Bisa dilihat pada grafik diatas, bahwa antara valas USD dengan IHSG hampir berbanding terbalik. Pada saat gambar diambil, IHSG minus -21% dan USD plus 21%. Ketika USD naik, IHSG turun. Ini mengindikasikan bahwa IHSG sangat dipengaruhi oleh asing.

Juli 2019 hingga Januari 2020 bisa dilihat bahwa terjadi sideways cukup panjang antara USD dengan IDR artinya disini market berada dalam kondisi antisipasi. Dalam kondisi antisipasi tersebut, investor mulai beralih ke emas sebagai safe haven. Maka dari itu, harga emas melonjak pada saat sideways antara USD dengan IHSG sebagai upaya antisipasif. Dan benar sekali, pada akhirnya, terjadi perubahan yang signifikan setelah sideways cukup panjang dan dimenangkan oleh USD. Artinya, terjadi capital outflow asing yang besar-besaran dari IHSG.

Kita kembali lagi ke dalam inti tulisan kita, bagaimana seandainya saya belum sempat keluar dari IHSG? Artinya, saya masih punya posisi di beberapa saham dan saat ini berada dalam posisi floating loss.

Banyak orang panik dan mungkin juga merasa tertekan melihat kondisi market. Setelah kejatuhan IHSG menuju ke 4000, meskipun saat ini dalam posisi rebound, kondisinya masih belum normal seperti sediakala. Bayangan sentimen negatif terus menerus ada di sepanjang tahun 2020 ini. Hal ini mencegah publik untuk segera masuk ke pasar modal.

Cara pandang sebuah masalah bisa meneguhkan hati kita atau malah meruntuhkannya. Pikiran tidak sadar manusia tidak bisa membedakan mana antara kenangan yang riil ataupun imajinasi pengalaman. Ia bisa menangkap data apapun dan juga sekalian sebagai mesin pemroses. Maka dari itu bagaimana kita memandang sebuah peristiwa akan menentukan bagaimana respon kita terhadap apa yang sedang kita alami.

Hal ini begitu penting sebagai perspektif dan menentukan tindakan kita kedepan. Kita harus memiliki framing terhadap sesuatu sehingga kita tidak banyak bereaksi, namun beraksi. Jika kita telah memikirkan bahwa saham yang kita pilih punya potensi turun, maka kita tidak akan perlu kuatir ketika turun karena plannya sudah ada. Namun, ketika kita tidak punya rencanan saham yang kita miliki akan turun, maka kita akan bereaksi. Dan, sebagaimana umumnya reaksi yang bersifat spontan, jika kita tidak menghadapinya dengan baik, maka segala tindakan kita akan tidak terukur dan malah memperbesar masalah tersebut.

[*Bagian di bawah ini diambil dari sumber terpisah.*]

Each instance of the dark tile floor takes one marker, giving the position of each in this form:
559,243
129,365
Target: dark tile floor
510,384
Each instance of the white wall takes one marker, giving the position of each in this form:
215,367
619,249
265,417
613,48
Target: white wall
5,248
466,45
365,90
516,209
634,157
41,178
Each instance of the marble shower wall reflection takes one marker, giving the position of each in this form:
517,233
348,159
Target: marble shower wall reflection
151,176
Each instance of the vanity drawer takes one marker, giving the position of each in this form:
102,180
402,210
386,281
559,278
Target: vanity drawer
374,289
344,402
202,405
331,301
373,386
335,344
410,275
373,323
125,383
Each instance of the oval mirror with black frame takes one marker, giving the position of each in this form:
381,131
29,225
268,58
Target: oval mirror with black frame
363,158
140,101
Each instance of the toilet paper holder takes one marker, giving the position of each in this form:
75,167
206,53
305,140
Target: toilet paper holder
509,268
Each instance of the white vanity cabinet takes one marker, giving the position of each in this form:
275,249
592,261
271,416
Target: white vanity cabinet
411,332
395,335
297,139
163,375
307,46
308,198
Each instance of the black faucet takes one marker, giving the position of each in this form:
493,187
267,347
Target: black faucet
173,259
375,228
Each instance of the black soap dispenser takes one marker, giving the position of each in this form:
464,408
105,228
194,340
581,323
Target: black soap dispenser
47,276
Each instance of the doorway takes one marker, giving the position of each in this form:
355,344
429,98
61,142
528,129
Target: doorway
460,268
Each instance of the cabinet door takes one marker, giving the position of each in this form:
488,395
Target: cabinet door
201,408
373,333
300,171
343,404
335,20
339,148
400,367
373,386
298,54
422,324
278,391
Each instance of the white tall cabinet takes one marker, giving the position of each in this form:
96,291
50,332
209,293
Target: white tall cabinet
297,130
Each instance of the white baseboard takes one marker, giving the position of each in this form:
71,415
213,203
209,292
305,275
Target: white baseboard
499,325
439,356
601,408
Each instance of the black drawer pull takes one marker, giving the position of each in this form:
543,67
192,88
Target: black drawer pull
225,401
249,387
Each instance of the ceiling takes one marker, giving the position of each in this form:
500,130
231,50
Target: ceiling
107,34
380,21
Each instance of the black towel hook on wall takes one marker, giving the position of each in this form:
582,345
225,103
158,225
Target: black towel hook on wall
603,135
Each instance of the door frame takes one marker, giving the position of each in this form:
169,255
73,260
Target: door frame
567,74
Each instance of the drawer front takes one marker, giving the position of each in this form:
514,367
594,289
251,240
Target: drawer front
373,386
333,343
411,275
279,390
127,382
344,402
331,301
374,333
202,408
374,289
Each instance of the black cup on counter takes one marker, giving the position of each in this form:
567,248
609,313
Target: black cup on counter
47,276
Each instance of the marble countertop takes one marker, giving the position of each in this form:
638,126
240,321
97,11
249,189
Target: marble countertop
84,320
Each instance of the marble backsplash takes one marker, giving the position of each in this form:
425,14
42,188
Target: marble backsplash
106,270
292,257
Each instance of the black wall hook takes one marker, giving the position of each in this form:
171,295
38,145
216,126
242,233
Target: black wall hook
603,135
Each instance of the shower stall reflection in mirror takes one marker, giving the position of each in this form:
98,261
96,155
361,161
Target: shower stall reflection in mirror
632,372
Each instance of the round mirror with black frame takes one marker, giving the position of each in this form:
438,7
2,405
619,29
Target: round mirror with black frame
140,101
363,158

Nah, jika Sobat Investor belum tahu apa yang harus dilakukan terhadap saham yang turun, maka hal pertama yang harus kamu lakukan adalah menjawab pertanyaan kenapa kamu masuk ke dalam saham tersebut. Dari sini kita akan mengenali kekurangan kita dalam trading.

Lantas bagaimana selanjutnya, saya sudah terlanjur loss
Tentu saja harus belajar kembali dari kesalahan yang telah lalu. Sobat investor harus belajar kembali mengenai pasar saham. Menguasai basic dari pasar saham tersebut. Salah satu contoh pertanyaan adalah apakah pergerakan harga saham dipengaruhi oleh supply-demand market atau ada pemain yang bisa mempengaruhi harga sebuah saham? Bagaimanakah kharakteristik pembentukan harga sebuah market?

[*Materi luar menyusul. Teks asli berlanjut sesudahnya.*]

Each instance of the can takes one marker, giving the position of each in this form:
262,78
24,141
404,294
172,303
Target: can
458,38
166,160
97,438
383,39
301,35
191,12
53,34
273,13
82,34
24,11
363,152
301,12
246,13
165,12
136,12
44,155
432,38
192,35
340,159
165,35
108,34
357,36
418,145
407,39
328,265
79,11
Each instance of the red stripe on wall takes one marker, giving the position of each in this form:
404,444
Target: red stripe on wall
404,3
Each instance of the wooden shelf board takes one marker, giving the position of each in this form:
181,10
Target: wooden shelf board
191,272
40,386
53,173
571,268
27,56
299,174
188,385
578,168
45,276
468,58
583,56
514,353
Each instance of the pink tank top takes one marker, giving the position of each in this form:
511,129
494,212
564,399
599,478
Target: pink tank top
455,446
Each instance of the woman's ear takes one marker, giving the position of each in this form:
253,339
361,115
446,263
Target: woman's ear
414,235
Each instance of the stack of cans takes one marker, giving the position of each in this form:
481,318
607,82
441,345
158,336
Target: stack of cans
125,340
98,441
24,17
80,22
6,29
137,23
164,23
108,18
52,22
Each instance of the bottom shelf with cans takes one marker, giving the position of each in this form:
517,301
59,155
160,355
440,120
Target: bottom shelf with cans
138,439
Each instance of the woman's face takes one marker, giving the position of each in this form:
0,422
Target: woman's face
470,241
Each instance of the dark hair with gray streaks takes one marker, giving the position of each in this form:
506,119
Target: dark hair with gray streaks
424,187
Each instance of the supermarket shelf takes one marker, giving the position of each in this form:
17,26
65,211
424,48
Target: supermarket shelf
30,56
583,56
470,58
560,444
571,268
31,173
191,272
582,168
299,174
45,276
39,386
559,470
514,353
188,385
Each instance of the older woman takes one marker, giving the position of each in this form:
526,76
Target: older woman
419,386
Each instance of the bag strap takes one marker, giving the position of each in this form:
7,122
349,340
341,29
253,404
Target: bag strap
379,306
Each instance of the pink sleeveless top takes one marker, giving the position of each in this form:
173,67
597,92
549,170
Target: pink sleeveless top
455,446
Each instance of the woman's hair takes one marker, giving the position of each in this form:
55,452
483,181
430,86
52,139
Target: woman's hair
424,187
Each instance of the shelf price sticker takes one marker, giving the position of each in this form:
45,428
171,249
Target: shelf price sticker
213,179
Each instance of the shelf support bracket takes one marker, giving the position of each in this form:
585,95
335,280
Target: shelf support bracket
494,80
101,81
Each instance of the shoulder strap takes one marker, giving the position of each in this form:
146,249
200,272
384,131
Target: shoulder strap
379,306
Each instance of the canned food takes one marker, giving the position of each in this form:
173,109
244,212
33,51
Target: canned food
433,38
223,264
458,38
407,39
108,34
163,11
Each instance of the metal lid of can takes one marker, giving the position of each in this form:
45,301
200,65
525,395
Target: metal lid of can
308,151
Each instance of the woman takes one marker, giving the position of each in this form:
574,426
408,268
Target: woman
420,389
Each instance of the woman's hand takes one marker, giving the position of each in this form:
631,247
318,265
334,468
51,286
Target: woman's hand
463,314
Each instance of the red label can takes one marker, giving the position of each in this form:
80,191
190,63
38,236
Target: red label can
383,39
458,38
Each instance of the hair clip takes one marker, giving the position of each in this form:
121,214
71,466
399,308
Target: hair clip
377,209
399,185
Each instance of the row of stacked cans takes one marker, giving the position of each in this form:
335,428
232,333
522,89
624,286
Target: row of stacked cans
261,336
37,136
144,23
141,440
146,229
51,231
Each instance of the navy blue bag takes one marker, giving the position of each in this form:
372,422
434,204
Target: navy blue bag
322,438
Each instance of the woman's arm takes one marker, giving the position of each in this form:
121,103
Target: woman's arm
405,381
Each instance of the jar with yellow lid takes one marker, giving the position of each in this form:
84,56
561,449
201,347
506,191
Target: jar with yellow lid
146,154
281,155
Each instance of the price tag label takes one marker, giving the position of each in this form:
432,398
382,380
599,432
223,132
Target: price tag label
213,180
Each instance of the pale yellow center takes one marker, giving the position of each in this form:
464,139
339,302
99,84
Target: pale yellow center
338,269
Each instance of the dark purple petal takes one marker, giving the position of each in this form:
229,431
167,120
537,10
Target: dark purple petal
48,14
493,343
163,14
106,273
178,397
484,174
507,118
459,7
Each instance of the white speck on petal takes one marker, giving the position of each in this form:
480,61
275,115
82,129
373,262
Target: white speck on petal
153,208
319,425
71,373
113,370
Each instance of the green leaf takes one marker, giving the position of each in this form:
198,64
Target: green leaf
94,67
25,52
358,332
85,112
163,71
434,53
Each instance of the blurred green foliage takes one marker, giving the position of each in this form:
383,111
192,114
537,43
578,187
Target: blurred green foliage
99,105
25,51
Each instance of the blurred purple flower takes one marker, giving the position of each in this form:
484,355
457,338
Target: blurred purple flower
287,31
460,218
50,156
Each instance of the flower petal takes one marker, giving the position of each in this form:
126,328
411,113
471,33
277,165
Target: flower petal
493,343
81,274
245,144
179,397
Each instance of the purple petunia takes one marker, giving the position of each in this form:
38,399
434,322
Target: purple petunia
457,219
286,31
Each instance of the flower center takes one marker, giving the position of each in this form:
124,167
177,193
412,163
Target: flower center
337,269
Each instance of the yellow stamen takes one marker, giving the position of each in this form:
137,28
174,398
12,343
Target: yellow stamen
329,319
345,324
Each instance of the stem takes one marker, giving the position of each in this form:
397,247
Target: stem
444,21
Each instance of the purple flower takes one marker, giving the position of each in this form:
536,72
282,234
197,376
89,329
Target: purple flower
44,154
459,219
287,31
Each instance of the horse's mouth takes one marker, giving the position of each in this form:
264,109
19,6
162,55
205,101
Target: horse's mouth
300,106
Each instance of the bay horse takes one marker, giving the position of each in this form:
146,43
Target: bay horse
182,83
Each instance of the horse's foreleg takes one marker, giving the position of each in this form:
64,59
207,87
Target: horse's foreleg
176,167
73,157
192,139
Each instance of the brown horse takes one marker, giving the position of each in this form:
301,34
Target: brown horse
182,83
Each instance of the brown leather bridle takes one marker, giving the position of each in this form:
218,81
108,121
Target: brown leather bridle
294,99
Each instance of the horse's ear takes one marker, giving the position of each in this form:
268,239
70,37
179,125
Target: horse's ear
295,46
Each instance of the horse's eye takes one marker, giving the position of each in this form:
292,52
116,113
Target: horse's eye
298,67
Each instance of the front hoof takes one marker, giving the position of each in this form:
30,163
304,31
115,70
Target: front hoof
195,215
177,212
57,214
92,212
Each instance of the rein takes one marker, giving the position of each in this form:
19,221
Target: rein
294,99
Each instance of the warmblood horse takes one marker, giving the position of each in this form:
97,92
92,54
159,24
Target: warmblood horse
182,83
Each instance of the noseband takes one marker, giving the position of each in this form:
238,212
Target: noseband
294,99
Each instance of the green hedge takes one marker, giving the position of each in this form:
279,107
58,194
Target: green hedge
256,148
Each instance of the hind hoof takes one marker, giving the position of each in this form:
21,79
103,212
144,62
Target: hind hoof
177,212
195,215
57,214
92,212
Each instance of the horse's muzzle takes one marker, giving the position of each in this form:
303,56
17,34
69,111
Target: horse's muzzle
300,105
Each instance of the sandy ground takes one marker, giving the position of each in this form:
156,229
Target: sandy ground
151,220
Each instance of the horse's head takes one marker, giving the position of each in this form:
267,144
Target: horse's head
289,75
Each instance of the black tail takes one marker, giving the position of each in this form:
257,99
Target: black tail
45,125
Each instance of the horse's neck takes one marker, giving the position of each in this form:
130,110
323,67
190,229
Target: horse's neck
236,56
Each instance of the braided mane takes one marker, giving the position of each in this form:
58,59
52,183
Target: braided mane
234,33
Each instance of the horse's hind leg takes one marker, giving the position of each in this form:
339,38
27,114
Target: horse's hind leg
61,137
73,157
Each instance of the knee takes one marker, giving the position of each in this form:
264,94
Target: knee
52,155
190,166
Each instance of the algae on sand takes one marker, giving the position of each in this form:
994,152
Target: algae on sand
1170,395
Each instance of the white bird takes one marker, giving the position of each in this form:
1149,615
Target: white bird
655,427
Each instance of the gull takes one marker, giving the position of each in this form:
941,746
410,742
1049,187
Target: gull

Jika dasar telah dikuasai, maka Sobat Investor sudah punya gambaran terhadap saham yang saat ini sedang dipegang. Mau terus dipegang, average-down atau cut-loss.

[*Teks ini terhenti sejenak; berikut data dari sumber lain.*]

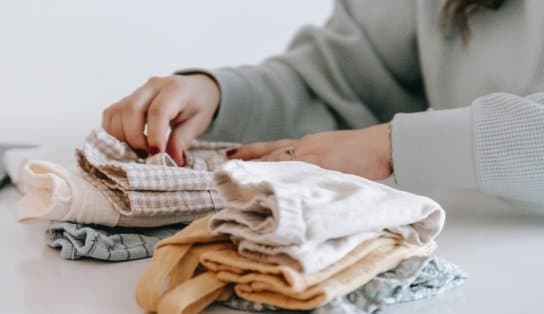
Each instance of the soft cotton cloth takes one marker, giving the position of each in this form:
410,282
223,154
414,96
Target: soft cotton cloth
56,193
155,186
298,213
415,278
15,158
77,241
198,266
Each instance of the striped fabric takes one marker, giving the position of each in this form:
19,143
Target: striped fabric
155,186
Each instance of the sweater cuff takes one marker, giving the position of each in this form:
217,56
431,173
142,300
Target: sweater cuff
235,105
434,147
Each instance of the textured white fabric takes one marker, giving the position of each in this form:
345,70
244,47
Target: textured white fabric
296,211
509,145
54,192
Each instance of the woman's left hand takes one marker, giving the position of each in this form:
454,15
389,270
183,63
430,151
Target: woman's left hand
364,152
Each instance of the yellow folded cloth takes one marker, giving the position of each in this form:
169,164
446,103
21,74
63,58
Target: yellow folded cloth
193,268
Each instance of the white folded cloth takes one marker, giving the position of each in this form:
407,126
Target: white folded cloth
298,213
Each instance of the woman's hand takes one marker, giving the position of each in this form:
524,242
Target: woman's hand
364,152
176,109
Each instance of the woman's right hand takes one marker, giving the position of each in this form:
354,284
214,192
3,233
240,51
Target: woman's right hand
176,109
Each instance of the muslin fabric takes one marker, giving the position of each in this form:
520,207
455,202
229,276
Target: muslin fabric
53,192
295,213
199,267
155,186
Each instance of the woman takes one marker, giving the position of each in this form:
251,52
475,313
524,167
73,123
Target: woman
473,61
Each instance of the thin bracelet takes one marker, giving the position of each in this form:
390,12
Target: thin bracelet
390,132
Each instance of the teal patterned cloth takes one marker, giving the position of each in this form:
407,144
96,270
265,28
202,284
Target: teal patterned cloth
414,279
116,244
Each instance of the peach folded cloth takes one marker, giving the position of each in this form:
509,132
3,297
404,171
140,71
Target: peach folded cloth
298,214
200,267
54,192
156,185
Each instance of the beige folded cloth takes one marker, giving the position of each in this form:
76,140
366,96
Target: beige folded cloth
54,192
193,268
296,213
155,186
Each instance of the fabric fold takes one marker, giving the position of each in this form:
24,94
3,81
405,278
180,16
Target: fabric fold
295,212
77,241
277,285
55,193
155,186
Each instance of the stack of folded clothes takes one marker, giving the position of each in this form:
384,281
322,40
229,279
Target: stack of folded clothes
292,236
109,204
253,236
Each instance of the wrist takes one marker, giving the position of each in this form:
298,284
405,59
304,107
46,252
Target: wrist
387,155
208,86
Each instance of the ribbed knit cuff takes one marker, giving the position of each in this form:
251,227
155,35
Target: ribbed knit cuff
434,147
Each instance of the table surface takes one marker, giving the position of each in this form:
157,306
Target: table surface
499,243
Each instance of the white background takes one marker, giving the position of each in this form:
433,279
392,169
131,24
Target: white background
62,62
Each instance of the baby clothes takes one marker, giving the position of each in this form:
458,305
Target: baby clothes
198,267
56,193
77,241
299,214
415,278
15,158
155,186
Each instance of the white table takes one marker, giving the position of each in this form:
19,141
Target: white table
500,245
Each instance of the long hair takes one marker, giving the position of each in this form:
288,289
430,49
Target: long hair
455,15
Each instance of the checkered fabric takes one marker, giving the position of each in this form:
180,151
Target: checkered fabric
156,185
77,241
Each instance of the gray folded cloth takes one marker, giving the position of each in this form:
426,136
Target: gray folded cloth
414,279
102,243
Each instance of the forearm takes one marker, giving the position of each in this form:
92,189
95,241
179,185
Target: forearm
495,145
339,76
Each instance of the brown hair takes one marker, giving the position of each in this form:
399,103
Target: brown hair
455,14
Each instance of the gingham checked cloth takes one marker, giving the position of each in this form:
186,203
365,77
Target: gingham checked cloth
155,186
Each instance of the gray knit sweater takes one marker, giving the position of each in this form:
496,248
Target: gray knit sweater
377,60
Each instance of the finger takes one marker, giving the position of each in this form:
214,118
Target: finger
106,119
116,126
310,158
180,139
164,108
281,154
258,150
134,110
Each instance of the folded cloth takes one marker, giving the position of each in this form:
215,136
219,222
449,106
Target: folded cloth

Jadi, kondisi floating loss bisa dijadikan sebagai pelajaran. Apa yang kamu lakukan sesudahnya akan menentukan apakah floating loss ini bisa diubah menjadi floating profit. Segala hal yang terjadi pada diri kita harus kita maksimalkan untuk menyiapkan diri kita lebih baik di masa depan.